Sin embargo, añade Juan Pablo Jaramillo, “la vida siempre encuentra una manera de darle la vuelta”. Para ahondar en estos procesos, el universitario se ha especializado en genómica de la conservación, es decir, en el uso de herramientas genómicas modernas para entender cómo se adaptan los árboles a contaminantes como el ozono.

¿Cuál ha sido su historia evolutiva desde que aparecieron en México?, pregunta. ¿Qué hacen los oyameles para adaptarse a cambios tan repentinos?
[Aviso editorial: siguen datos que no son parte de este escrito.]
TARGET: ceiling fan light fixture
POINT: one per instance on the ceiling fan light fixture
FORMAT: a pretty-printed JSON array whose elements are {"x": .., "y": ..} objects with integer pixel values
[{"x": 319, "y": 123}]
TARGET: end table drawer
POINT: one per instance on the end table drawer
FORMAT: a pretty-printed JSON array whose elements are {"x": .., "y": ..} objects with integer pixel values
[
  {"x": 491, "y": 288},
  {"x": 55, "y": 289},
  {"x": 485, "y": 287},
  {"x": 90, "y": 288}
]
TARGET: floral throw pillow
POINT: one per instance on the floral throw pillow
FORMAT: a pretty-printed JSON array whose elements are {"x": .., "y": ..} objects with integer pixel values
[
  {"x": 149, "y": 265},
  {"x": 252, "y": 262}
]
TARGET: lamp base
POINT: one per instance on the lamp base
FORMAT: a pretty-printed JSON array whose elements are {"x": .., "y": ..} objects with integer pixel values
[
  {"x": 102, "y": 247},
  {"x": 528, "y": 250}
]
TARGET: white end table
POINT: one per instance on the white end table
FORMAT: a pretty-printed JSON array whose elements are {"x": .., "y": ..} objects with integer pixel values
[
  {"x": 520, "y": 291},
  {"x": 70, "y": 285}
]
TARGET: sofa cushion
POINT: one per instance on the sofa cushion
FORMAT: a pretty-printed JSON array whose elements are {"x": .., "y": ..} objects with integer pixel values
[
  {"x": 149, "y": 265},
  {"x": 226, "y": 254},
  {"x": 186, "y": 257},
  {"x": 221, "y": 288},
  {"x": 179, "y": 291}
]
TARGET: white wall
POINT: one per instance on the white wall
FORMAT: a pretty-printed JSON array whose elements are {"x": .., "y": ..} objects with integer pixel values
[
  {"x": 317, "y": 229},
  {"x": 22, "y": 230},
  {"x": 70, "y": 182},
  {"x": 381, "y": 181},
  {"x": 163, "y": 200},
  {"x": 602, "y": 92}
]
Hay que tener en cuenta que estos árboles llegaron de Norteamérica hace cinco millones de años y que han estado expuesto a ozono sólo durante las últimas décadas.

Verónica explica que el primer paso de la investigación ha sido colectar hojas de oyamel con ayuda de los brigadistas. Éstas se colocan en sílica gel para asegurar su integridad y transportarlas con seguridad al Laboratorio de Genética y Ecología del Instituto de Ecología de la UNAM.

“Una vez en el recinto, y bajo condiciones estériles, secamos las muestras y las separamos en tubos; después les ponemos una perlita en cada tubo a fin de triturar la hoja con un equipo que emite distintas vibraciones. Posteriormente, utilizamos un detergente que nos facilita romper la membrana celular para liberar el ADN del núcleo de cada célula. Una vez liberado, lo limpiamos y aislamos con diversos alcoholes hasta obtener el material genético de cada muestra. Debemos cuidar a detalle el proceso para saber si lo hicimos bien”, añade Verónica.

El ADN –prosigue Jaramillo Correa– debe observarse a manera de una línea limpia y brillante. Cuando se logra esto, se envía a un centro de secuenciación –a la University of Wisconsin-Madison, en Estados Unidos, o la Université Laval, en Canadá–, que nos manda de regreso la información genética en forma de 18 mil millones de bases de ADN, pero en pedazos de 200 bases. La idea es colocar esos fragmentos, uno detrás del otro, hasta armar el rompecabezas y tener un borrador del genoma completo; esto implica mucho tiempo de análisis informático. “Sin ese genoma sería más difícil alcanzar las metas que tanto brigadistas como científicos deseamos: tener más oyameles en Santa Rosa Xochiac. Lo ideal es replicar este trabajo en más comunidades de regiones boscosas y promover sinergias entre pobladores, investigadores e instancias del gobierno, pues ello repercutirá en mejores reforestaciones”, concluye el experto.